ARA
MEŞHURLARIN SON SÖZLERİ
 Ümeyye bin Ebî Salt, bir gün Resûlullahın “sallallahü aleyhi ve sellem” huzûruna geldi. Göklerin ve yerlerin nasıl yaratıldığını, Peygamberlerin “aleyhimüsselâm” hâllerini bildiren ve Muhammed aleyhisselâmın methiyle biten bir kasîde söyledi. Resûlullah ona Tâhâ sûresini okudu. Ümeyye dinleyince, “bu insan sözü değildir” dedi. Fekat, “benim kardeşlerim vardır, onlar ile meşveret yapmadan bir iş yapmam” dedi. Resûlullah efendimiz “sana yazık olur, îmân et Müslümân ol, doğru yola gir” buyurdu. “Çok çabuk gelirim” diyerek devesine bindi ve süratle Şâm’a gitti... 
“Yazıklar olsun!..”
Ümeyye bin Ebî Salt, yolda bir kiliseye uğradı. Orada râhibler vardı. Hâlini onlara anlattı. Râhiblerden biri, Ümeyye’ye dedi ki: 
-Sana yazıklar olsun. Hemen geri dön ve Ona îmân et! O âlemlerin Rabbinin Resûlüdür. Son Peygamberdir, dedi.

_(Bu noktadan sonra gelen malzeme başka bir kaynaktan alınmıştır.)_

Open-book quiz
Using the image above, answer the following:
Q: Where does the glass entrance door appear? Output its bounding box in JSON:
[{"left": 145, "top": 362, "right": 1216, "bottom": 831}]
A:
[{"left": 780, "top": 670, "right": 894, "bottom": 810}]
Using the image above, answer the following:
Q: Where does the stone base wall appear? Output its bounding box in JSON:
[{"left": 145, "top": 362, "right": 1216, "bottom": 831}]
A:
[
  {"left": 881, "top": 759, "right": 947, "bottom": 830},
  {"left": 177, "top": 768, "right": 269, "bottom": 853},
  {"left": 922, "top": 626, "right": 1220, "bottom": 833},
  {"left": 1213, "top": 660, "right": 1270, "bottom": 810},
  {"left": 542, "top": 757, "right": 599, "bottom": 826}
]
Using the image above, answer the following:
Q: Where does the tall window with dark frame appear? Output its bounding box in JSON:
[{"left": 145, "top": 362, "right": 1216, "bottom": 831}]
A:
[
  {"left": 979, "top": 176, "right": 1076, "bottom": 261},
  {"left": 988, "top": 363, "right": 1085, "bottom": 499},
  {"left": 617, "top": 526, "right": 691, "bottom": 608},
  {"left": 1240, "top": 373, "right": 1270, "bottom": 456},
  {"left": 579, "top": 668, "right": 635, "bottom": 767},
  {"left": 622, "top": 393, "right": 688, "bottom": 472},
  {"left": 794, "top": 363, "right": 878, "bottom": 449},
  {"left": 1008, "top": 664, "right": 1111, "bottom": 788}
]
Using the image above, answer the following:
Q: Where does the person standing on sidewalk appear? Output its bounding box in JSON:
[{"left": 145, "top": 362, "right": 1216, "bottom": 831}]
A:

Ümeyye bin Ebî Salt geri dönüp, Hicâz’a ulaştı. O sırada Bedr Gazâsı yapılmış ve Kureyş kabîlesinin ileri gelenleri ölmüştü. Ümeyye bunu öğrenince; “eğer O Peygamber olsaydı, kendi kavminin ileri gelenlerini öldürtmezdi” diyerek fikir yürüttü. Oradan ayrılıp Tâif’e gitti. Uzun zemân orada kaldı... 
Bir gün uyumuştu. Kız kardeşi de yanında idi. Rüyâsında evin damının yarılıp iki beyâz kuşun içeri girdiğini gördü. Kuşlardan biri karnının üzerine konup kaftânını açtı. Diğeri “öleceğini işitmiştir” dedi. Öteki ise “hâyır, henüz ömrü var” diyerek kaftânını üzerine örttü. Sonra evin damından çıkıp, gittiler... Kız kardeşi Ümeyye’yi uyandırdı. Rüyâsını anlatıp, “bana bir haber getirmişler. Fakat bana söylenmesine müsâade edilmemiş” dedi... 

“Sana ne oldu?!.”
Ümeyye bin Ebî Salt, kuşların dilini bilirdi. Bir gün şarâb içiyorlardı. Oradan geçen bir karga ses çıkardı. Ümeyye’nin rengi değişti. “Sana ne oldu” dediler. “Eğer şu karganın garîb sözü doğru ise, şarâb sırası bana gelmeden ben ölürüm” dedi. Onun söylediklerinin doğru çıkmaması için şarâb sırasında acele davrandılar. Sıra Ümeyye’nin yanındaki kimseye geldiği sırada, Ümeyye yere düştü. Kaftânını üzerine örttüler. Bir müddet sonra bakdılar ki ölmüş! 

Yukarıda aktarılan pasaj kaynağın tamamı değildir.